A menina passou apressadamente por Lia, deixando o porão e subindo as escadas apressadamente.

Do lado de fora, os homens seguiam a procura pelo segundo desaparecido. Dividiram-se em dois grupos e seguiram por lados distintos da propriedade e redondezas. Vasculhavam cada canto, riacho, plantações e, não estranhamente, topo de árvores mais altas. Nada encontraram ao fim do dia. Nem um sinal sequer.

Naquela mesma noite os homens fizeram guarda da senzala em dupla. Outros escravos protegiam a casa principal. Os homens estavam assustados, e até mesmo os que estavam em horário de descanso permaneciam acordados, embora deitados em seus leitos. A noite transcorreu normalmente e naquele dia foi acordado que todas as mulheres e crianças permaneceriam na senzala no dia seguinte, enquanto os homens fariam uma nova varredura pela região. Connie só voltaria pela manhã, de forma que Lia recolheu-se ao porão onde dormia e Bogard dormiu em seu quarto.

O velho homem acordou com a claridade opaca da manhã adentrando o quarto. Conseguiu dormir bem e reaver o sono perdido com a situação. Acordou em paz e permaneceu deitado na cama, por mais alguns minutos, tirando proveito daqueles minutos de paz. Em seguida ouviu a movimentação dos escravos serviçais pela casa, aprontando o desjejum, de modo que resolveu levantar-se pois o cheiro do café quente o apeteceu.

Na cozinha não havia mais ninguém além dos serviçais. Sentiu certo desconforto sem a presença da sua esposa e filhos. Lembrou-se então de Lia.

– Karima, a senhorita Lia ainda dorme? – perguntou à pequena escrava, que obtivera permissão de manter seu nome africano pois não diferenciava muitos de nomes ocidentais, tal como Carina.

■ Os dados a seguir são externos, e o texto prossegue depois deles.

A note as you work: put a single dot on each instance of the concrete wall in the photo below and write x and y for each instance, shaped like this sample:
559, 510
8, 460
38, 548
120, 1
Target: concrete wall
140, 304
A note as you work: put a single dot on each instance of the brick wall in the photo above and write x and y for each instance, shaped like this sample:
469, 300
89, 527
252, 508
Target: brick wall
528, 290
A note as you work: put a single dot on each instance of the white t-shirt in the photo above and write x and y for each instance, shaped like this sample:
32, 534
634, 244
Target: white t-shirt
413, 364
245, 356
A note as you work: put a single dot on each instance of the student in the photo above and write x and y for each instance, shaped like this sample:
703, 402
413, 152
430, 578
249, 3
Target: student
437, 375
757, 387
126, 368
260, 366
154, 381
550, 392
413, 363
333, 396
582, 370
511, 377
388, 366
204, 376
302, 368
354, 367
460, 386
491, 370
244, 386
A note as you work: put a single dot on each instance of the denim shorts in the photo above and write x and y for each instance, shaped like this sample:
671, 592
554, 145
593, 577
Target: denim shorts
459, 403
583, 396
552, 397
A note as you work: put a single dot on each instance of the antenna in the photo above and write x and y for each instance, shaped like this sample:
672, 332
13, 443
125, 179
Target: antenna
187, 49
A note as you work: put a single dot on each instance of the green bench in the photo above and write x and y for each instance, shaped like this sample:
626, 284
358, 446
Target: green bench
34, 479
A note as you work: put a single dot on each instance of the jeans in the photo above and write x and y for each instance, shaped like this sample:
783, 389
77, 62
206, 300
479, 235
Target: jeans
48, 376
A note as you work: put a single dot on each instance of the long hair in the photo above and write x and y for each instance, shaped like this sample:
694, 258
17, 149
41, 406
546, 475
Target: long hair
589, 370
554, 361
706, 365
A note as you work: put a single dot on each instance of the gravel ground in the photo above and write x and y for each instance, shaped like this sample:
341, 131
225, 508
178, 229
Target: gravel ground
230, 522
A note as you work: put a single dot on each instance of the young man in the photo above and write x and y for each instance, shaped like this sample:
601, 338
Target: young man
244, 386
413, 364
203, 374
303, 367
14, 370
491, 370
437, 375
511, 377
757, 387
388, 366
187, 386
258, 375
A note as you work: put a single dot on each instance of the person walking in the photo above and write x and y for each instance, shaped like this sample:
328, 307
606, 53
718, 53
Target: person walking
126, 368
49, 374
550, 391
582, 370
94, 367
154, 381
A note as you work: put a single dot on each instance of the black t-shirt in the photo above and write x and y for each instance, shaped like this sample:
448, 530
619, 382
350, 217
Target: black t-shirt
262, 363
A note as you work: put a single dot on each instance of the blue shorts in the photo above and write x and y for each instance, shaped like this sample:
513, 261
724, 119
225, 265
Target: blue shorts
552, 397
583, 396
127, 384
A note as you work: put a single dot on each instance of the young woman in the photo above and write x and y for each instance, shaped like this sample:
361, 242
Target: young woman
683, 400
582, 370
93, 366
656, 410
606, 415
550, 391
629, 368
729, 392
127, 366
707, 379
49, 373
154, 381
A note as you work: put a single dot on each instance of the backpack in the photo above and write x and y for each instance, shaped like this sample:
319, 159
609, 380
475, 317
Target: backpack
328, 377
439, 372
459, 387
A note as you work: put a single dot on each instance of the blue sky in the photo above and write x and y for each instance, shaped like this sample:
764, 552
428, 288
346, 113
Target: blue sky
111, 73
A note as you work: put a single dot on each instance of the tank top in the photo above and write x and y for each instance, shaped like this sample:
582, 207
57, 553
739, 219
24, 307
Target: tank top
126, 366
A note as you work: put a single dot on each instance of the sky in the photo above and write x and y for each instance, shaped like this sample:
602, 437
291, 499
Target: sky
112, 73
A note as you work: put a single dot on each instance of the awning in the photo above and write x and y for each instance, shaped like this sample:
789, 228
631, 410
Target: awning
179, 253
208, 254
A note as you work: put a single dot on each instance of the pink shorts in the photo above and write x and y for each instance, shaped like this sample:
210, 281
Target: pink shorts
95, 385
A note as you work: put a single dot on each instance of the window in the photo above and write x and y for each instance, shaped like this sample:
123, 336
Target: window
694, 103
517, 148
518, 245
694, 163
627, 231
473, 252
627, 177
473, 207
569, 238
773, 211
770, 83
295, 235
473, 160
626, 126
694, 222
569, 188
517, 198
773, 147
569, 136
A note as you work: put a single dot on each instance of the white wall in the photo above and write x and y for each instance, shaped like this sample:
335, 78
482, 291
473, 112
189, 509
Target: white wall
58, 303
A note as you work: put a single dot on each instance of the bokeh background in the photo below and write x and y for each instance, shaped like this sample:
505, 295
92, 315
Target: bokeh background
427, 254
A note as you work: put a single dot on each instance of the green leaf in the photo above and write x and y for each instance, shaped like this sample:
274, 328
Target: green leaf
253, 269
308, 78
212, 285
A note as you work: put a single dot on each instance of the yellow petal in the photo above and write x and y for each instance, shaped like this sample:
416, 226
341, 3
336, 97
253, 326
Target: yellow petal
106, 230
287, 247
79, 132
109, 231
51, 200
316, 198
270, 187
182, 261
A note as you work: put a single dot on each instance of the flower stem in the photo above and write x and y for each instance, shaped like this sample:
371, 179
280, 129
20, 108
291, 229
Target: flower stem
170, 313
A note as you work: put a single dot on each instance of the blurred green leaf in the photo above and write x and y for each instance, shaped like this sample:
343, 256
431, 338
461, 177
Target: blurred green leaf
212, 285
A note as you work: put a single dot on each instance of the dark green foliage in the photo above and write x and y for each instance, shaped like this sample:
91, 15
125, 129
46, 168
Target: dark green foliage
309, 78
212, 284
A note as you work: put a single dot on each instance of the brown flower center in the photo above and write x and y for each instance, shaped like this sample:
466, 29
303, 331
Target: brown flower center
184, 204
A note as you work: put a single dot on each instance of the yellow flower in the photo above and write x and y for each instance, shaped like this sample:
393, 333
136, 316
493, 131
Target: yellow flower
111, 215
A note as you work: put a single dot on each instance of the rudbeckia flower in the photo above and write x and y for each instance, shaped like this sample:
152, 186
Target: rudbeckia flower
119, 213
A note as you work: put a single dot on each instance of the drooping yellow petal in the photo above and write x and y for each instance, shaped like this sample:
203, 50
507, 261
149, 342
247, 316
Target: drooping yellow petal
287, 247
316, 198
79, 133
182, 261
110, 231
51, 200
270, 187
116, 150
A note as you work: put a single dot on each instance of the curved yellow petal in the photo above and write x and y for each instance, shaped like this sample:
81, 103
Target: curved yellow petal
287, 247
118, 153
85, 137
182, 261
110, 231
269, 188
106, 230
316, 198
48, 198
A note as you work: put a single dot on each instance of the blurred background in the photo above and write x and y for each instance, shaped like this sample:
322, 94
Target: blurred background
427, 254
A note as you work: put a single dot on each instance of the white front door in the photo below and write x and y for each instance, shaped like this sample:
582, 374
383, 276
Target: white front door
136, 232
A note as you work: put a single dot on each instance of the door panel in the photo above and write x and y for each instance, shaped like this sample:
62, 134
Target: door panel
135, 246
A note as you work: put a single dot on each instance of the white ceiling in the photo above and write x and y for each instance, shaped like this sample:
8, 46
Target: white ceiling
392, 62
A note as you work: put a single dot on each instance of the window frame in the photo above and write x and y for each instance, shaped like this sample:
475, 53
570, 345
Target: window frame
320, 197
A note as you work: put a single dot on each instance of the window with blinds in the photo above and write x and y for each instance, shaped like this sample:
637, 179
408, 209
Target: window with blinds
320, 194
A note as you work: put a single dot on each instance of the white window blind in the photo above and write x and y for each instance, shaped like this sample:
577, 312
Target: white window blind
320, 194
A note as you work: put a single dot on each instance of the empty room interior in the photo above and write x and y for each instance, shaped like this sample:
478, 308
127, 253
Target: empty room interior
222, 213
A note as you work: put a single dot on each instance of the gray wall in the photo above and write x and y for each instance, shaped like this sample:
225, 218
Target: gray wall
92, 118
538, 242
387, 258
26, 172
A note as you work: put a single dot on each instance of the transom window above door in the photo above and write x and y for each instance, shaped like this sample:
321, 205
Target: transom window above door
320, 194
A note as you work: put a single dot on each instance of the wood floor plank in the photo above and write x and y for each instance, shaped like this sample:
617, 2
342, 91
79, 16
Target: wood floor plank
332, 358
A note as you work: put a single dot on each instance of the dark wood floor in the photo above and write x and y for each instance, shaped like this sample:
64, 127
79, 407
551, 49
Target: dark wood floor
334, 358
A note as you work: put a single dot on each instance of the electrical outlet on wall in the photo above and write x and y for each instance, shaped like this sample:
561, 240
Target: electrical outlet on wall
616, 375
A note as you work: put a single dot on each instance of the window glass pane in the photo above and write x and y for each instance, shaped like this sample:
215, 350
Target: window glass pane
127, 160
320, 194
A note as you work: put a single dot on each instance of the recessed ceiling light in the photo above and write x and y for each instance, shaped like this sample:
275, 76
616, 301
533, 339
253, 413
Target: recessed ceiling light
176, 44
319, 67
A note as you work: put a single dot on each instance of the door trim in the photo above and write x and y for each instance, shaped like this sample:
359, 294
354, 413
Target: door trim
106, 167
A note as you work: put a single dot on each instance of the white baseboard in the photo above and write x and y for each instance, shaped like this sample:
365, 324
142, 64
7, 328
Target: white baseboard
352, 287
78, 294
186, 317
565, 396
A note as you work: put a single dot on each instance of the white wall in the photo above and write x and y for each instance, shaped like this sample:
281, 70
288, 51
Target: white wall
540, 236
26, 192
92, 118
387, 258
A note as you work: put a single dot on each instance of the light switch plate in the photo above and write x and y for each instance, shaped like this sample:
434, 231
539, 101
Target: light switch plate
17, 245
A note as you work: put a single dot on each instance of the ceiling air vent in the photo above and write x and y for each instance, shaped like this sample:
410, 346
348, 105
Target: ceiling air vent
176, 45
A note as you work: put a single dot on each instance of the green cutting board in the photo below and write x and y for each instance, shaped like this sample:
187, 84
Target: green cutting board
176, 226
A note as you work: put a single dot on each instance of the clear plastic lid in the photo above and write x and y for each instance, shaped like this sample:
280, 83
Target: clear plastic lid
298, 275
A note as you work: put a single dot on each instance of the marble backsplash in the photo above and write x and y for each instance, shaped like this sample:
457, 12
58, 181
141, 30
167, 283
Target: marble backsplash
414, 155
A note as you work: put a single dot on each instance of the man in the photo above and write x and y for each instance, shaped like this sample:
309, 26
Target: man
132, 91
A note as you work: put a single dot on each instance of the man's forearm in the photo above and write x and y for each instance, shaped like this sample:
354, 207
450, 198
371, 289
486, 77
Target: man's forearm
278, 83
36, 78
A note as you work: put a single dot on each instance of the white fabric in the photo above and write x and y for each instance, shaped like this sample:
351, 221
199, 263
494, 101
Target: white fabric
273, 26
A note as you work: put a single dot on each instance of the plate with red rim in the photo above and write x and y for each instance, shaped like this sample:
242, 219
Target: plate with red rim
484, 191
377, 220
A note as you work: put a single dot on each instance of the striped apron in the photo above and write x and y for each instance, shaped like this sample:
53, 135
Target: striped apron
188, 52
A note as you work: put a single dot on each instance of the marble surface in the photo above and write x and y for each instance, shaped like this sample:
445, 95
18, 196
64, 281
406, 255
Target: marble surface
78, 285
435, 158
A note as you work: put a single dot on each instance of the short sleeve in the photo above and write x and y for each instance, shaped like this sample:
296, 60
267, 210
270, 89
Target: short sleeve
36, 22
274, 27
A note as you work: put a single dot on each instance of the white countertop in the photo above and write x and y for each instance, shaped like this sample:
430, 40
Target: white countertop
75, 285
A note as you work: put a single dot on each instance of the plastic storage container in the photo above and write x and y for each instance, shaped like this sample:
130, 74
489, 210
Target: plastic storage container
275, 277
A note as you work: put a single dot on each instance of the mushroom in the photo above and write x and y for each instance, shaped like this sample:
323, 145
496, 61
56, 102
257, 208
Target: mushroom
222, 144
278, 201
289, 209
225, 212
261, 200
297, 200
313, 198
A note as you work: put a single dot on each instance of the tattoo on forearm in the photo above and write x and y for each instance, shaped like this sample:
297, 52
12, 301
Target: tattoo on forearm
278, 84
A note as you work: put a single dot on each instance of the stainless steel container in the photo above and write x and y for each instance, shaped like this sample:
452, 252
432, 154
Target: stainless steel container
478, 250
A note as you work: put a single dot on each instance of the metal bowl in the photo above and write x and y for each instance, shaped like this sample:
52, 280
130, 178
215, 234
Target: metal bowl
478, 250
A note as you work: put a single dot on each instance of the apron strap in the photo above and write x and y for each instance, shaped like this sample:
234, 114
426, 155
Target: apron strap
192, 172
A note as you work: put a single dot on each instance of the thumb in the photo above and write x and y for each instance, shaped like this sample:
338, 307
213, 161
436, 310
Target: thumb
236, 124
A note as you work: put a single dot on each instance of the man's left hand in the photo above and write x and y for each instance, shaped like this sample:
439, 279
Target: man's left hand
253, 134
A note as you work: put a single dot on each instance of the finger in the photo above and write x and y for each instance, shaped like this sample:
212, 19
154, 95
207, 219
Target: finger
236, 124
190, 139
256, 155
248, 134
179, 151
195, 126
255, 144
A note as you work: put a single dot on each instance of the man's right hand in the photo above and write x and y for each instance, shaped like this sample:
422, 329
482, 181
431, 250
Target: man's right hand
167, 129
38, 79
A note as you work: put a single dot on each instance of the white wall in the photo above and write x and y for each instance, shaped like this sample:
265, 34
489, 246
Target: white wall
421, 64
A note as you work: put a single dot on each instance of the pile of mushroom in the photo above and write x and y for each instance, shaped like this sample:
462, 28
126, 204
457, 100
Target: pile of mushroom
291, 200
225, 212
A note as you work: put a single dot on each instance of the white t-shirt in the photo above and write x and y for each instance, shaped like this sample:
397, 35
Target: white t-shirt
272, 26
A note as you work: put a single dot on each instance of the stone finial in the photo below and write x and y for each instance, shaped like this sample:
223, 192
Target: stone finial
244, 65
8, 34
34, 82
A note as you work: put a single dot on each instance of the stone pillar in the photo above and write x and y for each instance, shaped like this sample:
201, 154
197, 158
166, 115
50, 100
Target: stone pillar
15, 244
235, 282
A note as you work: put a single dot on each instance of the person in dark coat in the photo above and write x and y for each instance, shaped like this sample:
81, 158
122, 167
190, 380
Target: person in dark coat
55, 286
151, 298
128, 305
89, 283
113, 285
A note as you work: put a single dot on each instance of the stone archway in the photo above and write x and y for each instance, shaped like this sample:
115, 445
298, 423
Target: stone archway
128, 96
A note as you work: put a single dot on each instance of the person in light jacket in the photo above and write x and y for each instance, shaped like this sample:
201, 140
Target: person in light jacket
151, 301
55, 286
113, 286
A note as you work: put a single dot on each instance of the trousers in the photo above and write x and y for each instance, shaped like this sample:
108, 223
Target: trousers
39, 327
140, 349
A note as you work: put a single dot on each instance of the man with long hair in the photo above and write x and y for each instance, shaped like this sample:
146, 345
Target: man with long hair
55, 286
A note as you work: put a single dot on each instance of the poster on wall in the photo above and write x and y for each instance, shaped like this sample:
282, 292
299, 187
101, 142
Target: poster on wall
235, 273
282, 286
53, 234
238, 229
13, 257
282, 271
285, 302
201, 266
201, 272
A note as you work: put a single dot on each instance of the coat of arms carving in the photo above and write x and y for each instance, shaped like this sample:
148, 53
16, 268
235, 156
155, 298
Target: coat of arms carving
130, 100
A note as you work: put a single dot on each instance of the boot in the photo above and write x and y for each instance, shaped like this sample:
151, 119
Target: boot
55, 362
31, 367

– Ela ainda não apareceu, senhor.

– Pois bem, leve o café ao seu quarto. Sirva-a e diga que assim que estiver pronta deve me encontrar na biblioteca. Preciso falar-lhe – e assim fez a menina.

Bogard ainda estava tomando seu café quando a pequena irrompe copa adentro gritando que a senhora Lia não estava no porão. Bogard levantou-se da mesa com o coração batendo como tambores africanos e mandou que vasculhassem a casa. Em vão. Nenhum sinal de Lia foi encontrado. Sua cama estava com os lençóis arrumados, como se ela nem ao menos tivesse dormido em casa, ou arrumado a mesma antes de sair. Os escravos de confiança foram reunidos novamente e receberam ordens de que aprontassem a montaria. Fariam rondas pelo local.

Ao longe surge uma carruagem. Bogard logo a reconheceu como uma das suas. O escravo que levou os meninos no dia anterior, retornava; e Connie estava no interior.

Assustada com a movimentação na frente de sua casa, Connie desceu apressada, sendo logo abordada pelo doutor.

– Lia desapareceu, Connie – disse abalado.

– Como assim desapareceu, homem?

– Ela estava em casa ontem a noite, e hoje pela manhã não foi encontrada. Vamos sair a sua procura. Por favor fique dentro de casa e não saia. Eu não sei o que está acontecendo aqui. Mandei que os escravos da cozinha saíssem também e ficassem na senzala. Tranque a porta e não saia.